Portrait Gallery’s ‘The Face of Battle’


There is a tragic impermanence to artwork about war. For each immortal painting like “Guernica” or “The Third of May 1808” (Picasso and Goya, respectively), there are thousands of depictions of warfare that are lost to time.

War is highly political, narratively paradoxical and destructive, and its depictions in art can be easily forgotten, muddled or even suppressed over the course of a generation.

While lasting artworks and movements are frequently born from the surrounding conditions of war — German Expressionism and Dada come to mind — the works that survive these periods are usually not the ones that address their history so directly. Rather, they are the images that evoke feelings and kindle aesthetic interest in a broader and more abstract sense. I would argue that artists like Egon Schiele and Käthe Kollwitz are not truly remembered for their political controversies; they are remembered because the images they created are bold, stirring and visually contagious.

Art historians do not shy away from politics and complexity, but it is safe to say that their long-term interests are the lives of artists and the history of objects. These are histories that are in many ways ideologically antithetical to war. War is physically destructive, and art is the pursuit of relatively permanent material creation. They happen around each other, but rarely in the same place.
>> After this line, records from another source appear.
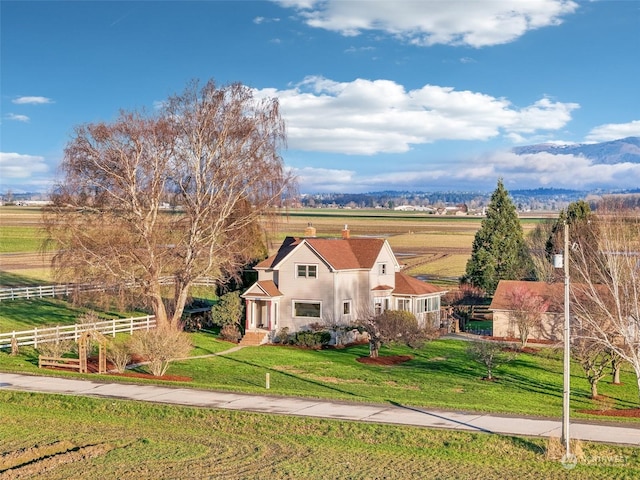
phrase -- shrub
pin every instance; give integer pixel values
(229, 309)
(282, 336)
(160, 346)
(311, 339)
(118, 353)
(230, 332)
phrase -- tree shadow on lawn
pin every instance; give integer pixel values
(290, 375)
(520, 442)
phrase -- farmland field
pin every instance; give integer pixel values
(59, 437)
(427, 245)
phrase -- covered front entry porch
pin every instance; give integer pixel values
(262, 302)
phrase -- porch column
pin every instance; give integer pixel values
(248, 310)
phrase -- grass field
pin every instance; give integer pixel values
(440, 375)
(436, 246)
(61, 437)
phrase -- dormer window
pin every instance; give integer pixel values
(307, 271)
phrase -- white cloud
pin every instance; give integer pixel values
(366, 117)
(32, 100)
(545, 169)
(614, 131)
(519, 171)
(324, 179)
(16, 165)
(430, 22)
(16, 117)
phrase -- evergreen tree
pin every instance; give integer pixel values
(499, 250)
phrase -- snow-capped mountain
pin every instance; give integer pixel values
(624, 150)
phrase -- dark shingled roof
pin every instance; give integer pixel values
(406, 285)
(552, 292)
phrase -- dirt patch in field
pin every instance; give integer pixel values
(385, 361)
(148, 376)
(628, 413)
(39, 460)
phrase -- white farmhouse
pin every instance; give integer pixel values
(314, 280)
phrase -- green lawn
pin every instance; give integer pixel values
(25, 314)
(440, 375)
(60, 437)
(20, 239)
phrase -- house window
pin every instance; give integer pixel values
(306, 309)
(380, 304)
(404, 304)
(308, 271)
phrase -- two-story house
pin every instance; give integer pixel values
(319, 280)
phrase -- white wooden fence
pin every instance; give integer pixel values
(42, 291)
(73, 332)
(39, 291)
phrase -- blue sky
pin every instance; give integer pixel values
(405, 95)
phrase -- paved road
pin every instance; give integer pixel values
(390, 414)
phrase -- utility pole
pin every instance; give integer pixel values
(566, 394)
(563, 260)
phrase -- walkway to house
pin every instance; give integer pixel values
(376, 413)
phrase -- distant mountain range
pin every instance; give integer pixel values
(624, 150)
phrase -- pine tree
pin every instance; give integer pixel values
(499, 250)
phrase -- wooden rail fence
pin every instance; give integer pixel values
(73, 332)
(70, 363)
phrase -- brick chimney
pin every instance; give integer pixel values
(310, 231)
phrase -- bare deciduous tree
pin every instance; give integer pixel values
(394, 326)
(594, 358)
(527, 310)
(607, 295)
(210, 153)
(490, 354)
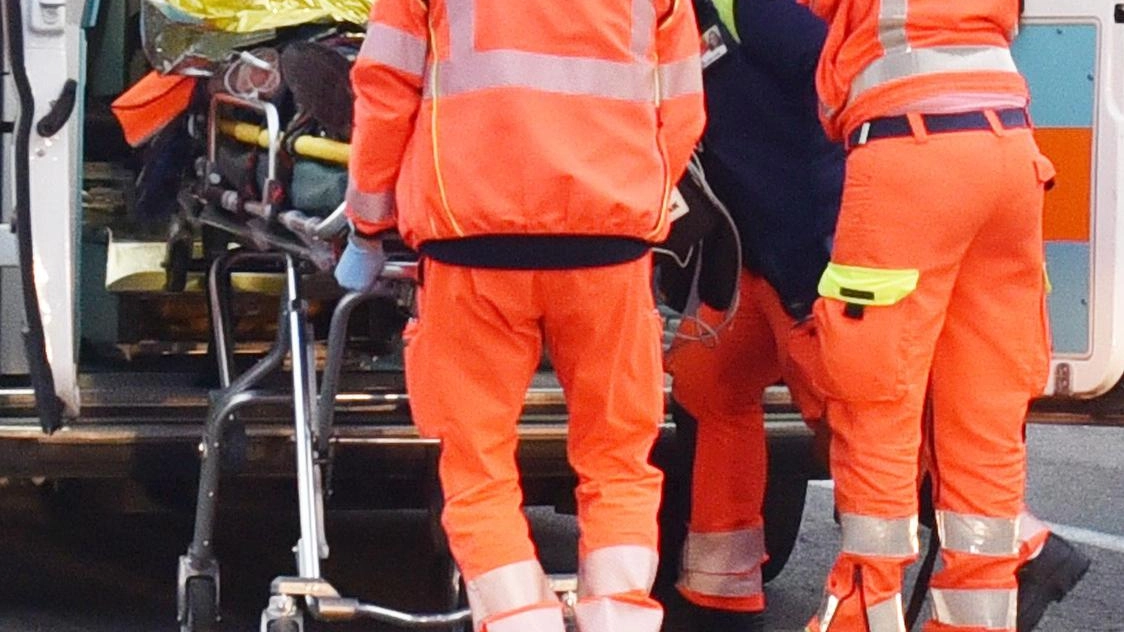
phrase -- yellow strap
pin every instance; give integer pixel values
(726, 15)
(867, 286)
(307, 146)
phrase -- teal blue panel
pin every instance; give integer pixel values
(1059, 62)
(1068, 263)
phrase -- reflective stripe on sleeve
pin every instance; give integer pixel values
(916, 62)
(725, 552)
(979, 535)
(680, 78)
(395, 47)
(986, 608)
(886, 616)
(885, 538)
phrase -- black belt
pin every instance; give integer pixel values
(897, 126)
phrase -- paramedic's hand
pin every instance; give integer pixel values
(361, 263)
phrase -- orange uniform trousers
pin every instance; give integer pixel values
(722, 382)
(471, 355)
(966, 210)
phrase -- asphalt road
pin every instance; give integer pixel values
(68, 566)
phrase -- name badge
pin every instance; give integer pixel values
(714, 46)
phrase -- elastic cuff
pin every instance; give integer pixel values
(752, 603)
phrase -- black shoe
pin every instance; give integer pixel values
(1048, 578)
(713, 620)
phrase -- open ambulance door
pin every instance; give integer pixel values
(1072, 56)
(43, 47)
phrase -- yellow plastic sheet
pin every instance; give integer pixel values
(248, 16)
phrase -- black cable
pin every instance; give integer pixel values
(46, 402)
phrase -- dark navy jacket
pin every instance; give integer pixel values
(764, 151)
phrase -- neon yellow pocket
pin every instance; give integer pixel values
(867, 286)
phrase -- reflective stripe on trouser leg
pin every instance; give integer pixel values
(970, 540)
(511, 588)
(978, 535)
(613, 587)
(544, 619)
(724, 565)
(884, 538)
(1032, 535)
(976, 608)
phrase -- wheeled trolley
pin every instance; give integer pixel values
(292, 243)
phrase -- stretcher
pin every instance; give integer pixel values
(292, 243)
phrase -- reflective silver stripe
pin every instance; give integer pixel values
(723, 585)
(370, 207)
(549, 73)
(891, 26)
(508, 588)
(887, 616)
(927, 61)
(680, 78)
(991, 608)
(395, 48)
(613, 570)
(643, 28)
(886, 538)
(537, 619)
(725, 552)
(467, 70)
(979, 535)
(827, 612)
(616, 615)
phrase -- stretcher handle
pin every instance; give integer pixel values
(314, 227)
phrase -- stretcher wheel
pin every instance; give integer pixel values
(283, 625)
(202, 605)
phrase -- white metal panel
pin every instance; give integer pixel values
(1100, 366)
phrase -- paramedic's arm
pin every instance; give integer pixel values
(387, 81)
(682, 114)
(781, 35)
(825, 9)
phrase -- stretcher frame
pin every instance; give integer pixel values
(290, 242)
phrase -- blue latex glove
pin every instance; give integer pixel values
(361, 263)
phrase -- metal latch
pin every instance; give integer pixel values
(47, 16)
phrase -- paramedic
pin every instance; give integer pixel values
(528, 158)
(767, 159)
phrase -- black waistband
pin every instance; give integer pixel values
(535, 252)
(897, 126)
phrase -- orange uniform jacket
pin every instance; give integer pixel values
(884, 55)
(488, 117)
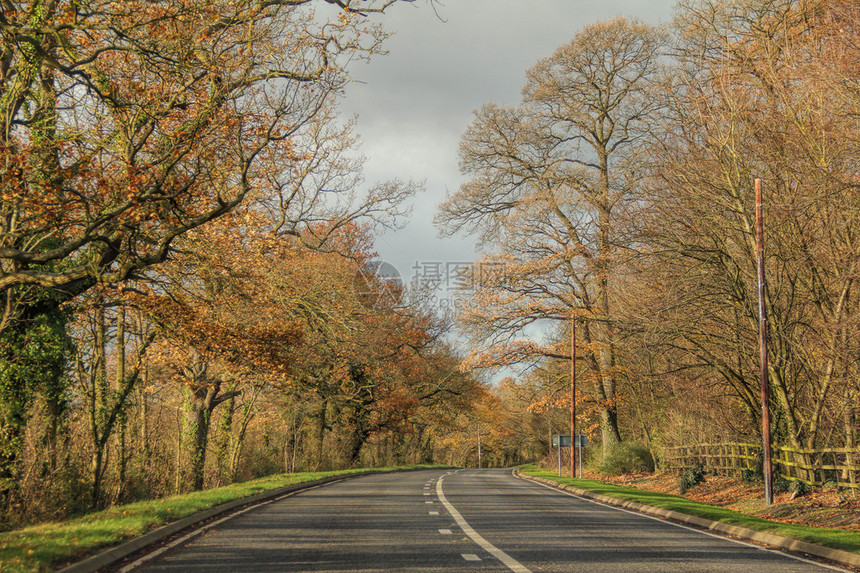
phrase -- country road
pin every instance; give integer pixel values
(456, 521)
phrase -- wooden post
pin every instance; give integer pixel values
(572, 396)
(767, 468)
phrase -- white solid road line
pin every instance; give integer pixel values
(197, 531)
(506, 559)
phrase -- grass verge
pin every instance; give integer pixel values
(836, 538)
(47, 546)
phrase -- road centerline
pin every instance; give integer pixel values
(506, 559)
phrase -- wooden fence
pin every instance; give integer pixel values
(812, 466)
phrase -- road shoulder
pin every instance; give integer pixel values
(772, 540)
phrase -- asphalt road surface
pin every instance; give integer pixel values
(456, 521)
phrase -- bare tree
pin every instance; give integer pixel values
(553, 185)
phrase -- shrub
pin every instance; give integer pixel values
(692, 477)
(625, 458)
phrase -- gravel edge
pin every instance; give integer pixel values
(778, 541)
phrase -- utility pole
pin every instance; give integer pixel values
(767, 464)
(479, 446)
(573, 396)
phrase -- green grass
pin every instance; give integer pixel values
(47, 546)
(835, 538)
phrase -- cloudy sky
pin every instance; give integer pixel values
(414, 103)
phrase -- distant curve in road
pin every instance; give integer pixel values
(456, 521)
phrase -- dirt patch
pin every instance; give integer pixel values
(818, 508)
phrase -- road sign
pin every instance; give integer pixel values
(581, 440)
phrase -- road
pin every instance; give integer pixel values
(456, 521)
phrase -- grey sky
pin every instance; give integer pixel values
(414, 103)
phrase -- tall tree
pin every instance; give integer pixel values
(124, 125)
(553, 184)
(765, 89)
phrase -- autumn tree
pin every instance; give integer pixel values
(764, 89)
(553, 187)
(124, 125)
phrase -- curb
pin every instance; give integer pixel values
(111, 556)
(770, 539)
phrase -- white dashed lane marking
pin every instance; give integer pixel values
(506, 559)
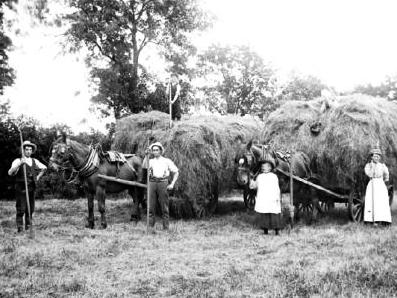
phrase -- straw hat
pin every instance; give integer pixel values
(270, 161)
(376, 150)
(157, 144)
(29, 144)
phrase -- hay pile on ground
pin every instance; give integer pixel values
(337, 136)
(202, 147)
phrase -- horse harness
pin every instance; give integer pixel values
(90, 165)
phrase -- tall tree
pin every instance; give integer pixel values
(7, 75)
(120, 30)
(241, 79)
(300, 87)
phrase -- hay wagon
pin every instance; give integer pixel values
(352, 197)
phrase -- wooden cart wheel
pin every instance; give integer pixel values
(305, 210)
(356, 207)
(326, 206)
(249, 199)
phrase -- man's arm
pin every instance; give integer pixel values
(15, 167)
(178, 91)
(41, 167)
(175, 173)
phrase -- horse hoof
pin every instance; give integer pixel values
(135, 218)
(89, 226)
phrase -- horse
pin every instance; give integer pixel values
(248, 160)
(88, 162)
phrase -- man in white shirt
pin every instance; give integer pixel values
(160, 170)
(32, 165)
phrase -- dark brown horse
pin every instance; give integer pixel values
(248, 161)
(88, 162)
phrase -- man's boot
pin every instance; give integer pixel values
(166, 225)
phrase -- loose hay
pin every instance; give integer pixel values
(202, 147)
(337, 138)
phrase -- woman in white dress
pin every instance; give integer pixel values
(268, 198)
(376, 208)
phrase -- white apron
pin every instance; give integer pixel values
(381, 210)
(268, 198)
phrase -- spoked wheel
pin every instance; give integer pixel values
(305, 210)
(250, 199)
(356, 207)
(326, 206)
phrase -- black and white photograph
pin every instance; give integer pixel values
(198, 148)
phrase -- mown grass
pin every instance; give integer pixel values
(222, 256)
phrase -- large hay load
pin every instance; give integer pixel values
(202, 147)
(337, 135)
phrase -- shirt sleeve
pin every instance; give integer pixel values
(368, 169)
(385, 173)
(39, 165)
(171, 166)
(14, 165)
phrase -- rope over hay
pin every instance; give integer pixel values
(202, 147)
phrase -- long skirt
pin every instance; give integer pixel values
(379, 199)
(269, 221)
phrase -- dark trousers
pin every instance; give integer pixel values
(158, 194)
(21, 205)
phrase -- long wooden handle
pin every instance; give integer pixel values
(25, 177)
(147, 195)
(314, 185)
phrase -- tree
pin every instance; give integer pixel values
(7, 75)
(120, 30)
(301, 87)
(241, 80)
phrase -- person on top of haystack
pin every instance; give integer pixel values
(32, 165)
(268, 198)
(376, 208)
(160, 168)
(173, 92)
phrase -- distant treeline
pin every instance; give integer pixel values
(52, 183)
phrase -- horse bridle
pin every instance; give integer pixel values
(65, 164)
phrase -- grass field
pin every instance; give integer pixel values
(222, 256)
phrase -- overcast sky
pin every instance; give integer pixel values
(344, 43)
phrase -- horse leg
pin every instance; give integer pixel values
(316, 206)
(135, 193)
(100, 195)
(90, 199)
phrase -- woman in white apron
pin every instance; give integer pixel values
(377, 209)
(268, 198)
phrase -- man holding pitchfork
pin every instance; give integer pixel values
(25, 171)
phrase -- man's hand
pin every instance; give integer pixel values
(22, 161)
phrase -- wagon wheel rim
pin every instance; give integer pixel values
(356, 207)
(324, 206)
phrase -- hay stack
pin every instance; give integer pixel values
(348, 128)
(202, 147)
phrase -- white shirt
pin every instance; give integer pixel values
(161, 167)
(17, 163)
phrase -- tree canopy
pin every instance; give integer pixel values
(7, 75)
(242, 82)
(120, 30)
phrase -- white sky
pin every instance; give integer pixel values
(344, 43)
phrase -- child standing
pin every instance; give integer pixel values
(268, 198)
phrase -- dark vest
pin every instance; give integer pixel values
(30, 174)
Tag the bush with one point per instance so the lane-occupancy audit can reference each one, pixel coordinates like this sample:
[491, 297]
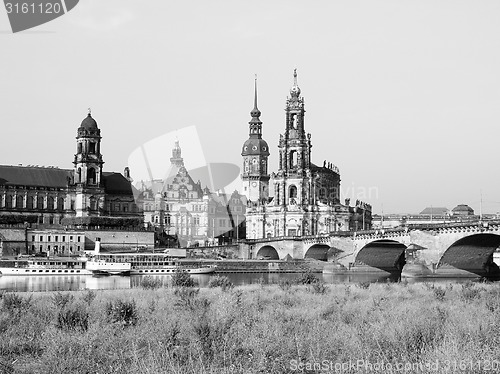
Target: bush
[319, 287]
[181, 278]
[73, 318]
[150, 283]
[123, 312]
[220, 281]
[307, 278]
[89, 296]
[470, 291]
[363, 285]
[60, 300]
[439, 293]
[15, 303]
[285, 284]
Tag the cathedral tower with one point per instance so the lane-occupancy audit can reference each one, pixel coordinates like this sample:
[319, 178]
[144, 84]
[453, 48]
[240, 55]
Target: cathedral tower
[292, 185]
[255, 152]
[88, 169]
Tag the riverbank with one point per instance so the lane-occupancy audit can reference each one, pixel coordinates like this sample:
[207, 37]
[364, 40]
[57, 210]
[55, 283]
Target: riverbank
[252, 329]
[261, 266]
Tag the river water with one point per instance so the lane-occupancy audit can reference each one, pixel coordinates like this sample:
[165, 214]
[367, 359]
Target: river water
[82, 282]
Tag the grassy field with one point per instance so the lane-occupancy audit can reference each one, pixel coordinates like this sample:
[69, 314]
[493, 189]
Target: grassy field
[283, 328]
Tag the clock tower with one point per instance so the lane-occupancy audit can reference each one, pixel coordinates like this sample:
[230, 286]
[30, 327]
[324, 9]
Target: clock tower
[255, 152]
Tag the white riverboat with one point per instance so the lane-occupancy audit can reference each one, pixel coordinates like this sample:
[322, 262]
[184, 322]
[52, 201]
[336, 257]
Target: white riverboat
[143, 263]
[43, 266]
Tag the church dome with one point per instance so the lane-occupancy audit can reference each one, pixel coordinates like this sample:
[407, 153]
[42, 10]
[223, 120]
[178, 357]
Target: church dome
[89, 123]
[255, 146]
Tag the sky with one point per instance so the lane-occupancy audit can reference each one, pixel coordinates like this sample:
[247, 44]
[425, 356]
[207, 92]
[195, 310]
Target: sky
[402, 96]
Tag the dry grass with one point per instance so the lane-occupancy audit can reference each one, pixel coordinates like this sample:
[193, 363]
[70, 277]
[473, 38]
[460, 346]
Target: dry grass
[250, 329]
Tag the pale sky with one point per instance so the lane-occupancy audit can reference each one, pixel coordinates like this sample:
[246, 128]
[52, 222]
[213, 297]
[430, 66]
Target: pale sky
[403, 96]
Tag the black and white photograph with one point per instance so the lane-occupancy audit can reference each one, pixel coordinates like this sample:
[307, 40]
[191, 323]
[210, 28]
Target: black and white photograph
[249, 187]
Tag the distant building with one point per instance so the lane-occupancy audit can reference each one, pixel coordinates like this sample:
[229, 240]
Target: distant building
[54, 200]
[180, 207]
[300, 198]
[463, 210]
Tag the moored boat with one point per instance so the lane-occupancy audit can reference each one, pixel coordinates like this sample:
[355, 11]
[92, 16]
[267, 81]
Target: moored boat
[43, 266]
[143, 263]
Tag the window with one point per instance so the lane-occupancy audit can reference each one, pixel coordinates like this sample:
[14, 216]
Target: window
[30, 203]
[60, 203]
[19, 202]
[91, 176]
[39, 202]
[8, 201]
[50, 203]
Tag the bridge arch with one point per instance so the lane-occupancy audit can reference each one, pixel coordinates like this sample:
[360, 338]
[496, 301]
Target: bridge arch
[384, 254]
[268, 252]
[473, 253]
[318, 252]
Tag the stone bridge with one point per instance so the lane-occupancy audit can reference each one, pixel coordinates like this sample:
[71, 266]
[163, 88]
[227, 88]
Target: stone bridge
[467, 246]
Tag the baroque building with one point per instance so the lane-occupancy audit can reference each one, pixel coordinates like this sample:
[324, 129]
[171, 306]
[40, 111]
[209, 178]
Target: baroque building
[85, 197]
[181, 209]
[300, 198]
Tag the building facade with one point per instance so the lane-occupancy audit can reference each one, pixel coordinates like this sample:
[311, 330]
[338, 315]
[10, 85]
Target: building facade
[52, 200]
[300, 198]
[180, 207]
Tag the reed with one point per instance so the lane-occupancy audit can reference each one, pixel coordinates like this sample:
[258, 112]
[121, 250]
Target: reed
[251, 329]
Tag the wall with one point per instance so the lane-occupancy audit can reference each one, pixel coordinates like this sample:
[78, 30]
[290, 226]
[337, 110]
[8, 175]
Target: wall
[120, 240]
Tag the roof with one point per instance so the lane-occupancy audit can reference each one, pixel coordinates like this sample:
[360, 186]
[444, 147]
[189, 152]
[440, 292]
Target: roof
[435, 210]
[89, 123]
[34, 176]
[117, 184]
[52, 177]
[463, 208]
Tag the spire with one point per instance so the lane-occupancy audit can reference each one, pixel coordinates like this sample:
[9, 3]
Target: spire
[295, 90]
[176, 158]
[255, 113]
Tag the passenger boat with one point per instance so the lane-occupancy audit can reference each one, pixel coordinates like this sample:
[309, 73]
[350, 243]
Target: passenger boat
[43, 266]
[142, 263]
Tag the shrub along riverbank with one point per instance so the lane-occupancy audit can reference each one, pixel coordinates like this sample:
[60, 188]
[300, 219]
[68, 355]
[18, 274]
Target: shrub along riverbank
[252, 329]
Art speaks for its time, but it is imbued with a thirst for immortality. The Cubist painter Georges Braque articulated this best, having lived and worked through two world wars. “A painting is not a shapshot,” he said. “This does not mean that the painter is not influenced, concerned and more by history; he can suffer without being militant. Only let us distinguish, categorically, between art and current affairs.”

All this makes the depiction of warfare in art an unlikely candidate to survive through history. So how would we even begin to deal through art with the ongoing U.S. conflict in the Middle East, a series of wars spanning 15 years and counting that have turned into an existential cultural condition?

The National Portrait Gallery is boldly attempting to assert a presence for art in response to these wars with a gesture that is both simple and inspired: focus on the soldiers, supplanting political commentary with a beautiful exploration of unlikely and often unsettling humanity.

On view through Jan. 28, 2018, “The Face of Battle: Americans at War, 9/11 to Now” suffuses the specific atmosphere of 21st century U.S. military conflict with the broad-ranging ambition of fine art to depict human conditions and emotions.

The exhibition title is drawn from John Keegan’s classic military history, which reorients our view of war from questions of strategy and tactics to its personal and individual toll. It features work by six artists, ranging from photojournalists to veteran and active-duty soldiers and civilian artists, driven to respond to these wars through their work.

The most recognized name is Tim Hetherington, the acclaimed photojournalist and documentarian who was killed while covering the insurgency in Libya in 2011. As a photographer and a reporter, he became specifically interested in the study and depiction of masculinity in all its aspects, from the tenderness between comrades to the brutal aggression of the battlefield, turning his camera lens on the conflict in Afghanistan in 2007 and 2008. In 2010, he made a harrowing, Academy Award-nominated documentary, “Restrepo,” where he spent a deployment filming the daily lives of Marines fighting the Taliban in a remote outpost of Afghanistan’s Korengal Valley.

The photographs include his 2007 World Press Photo of the Year, depicting an exhausted American soldier leaning against a wall with his eyes covered. Among other things, his work shows the profound exhaustion of soldiers on the front lines, illuminating their resilience, fear and mutual support in ways that will stay with you long after you leave the gallery.

Louie Palu’s formally beautiful portraits of soldiers in Afghanistan — close-cropped faces in black-and-white, all dirt, dust, sweat, shadows and penetrating gazes — take on a deeply spiritual quality. They bring each individual soldier into focus while transcending any singular experience.

Ashley Gilbertson focuses on lives lost, photographing the bedrooms of combat soldiers left behind. This is a difficult gallery to spend time in, confronting these haunting elegies — intimate, ghostly museums of young lives cut off in midstride.

Vincent Valdez paints and draws his experiences, honoring the internal conflicts of the soldier caught between a sense of duty and the personal struggles of warfare. His video “Home” is a memorial to a fallen fellow soldier who suffered from PTSD and took his life in December of 2009. A flag-draped coffin with no pallbearers floats past scenes of small town rural America: train tracks, boarded-up storefronts, supermarkets and churches, all empty shells of what he left behind.

Exhibitions like this are difficult but necessary; artists and audiences have a duty to confront things beyond themselves. Through “The Face of Battle,” these artists allow us — whether we call ourselves soldiers, artists, civilians or citizens — a window into the greatest conflict of our time, transcending any transient political climate.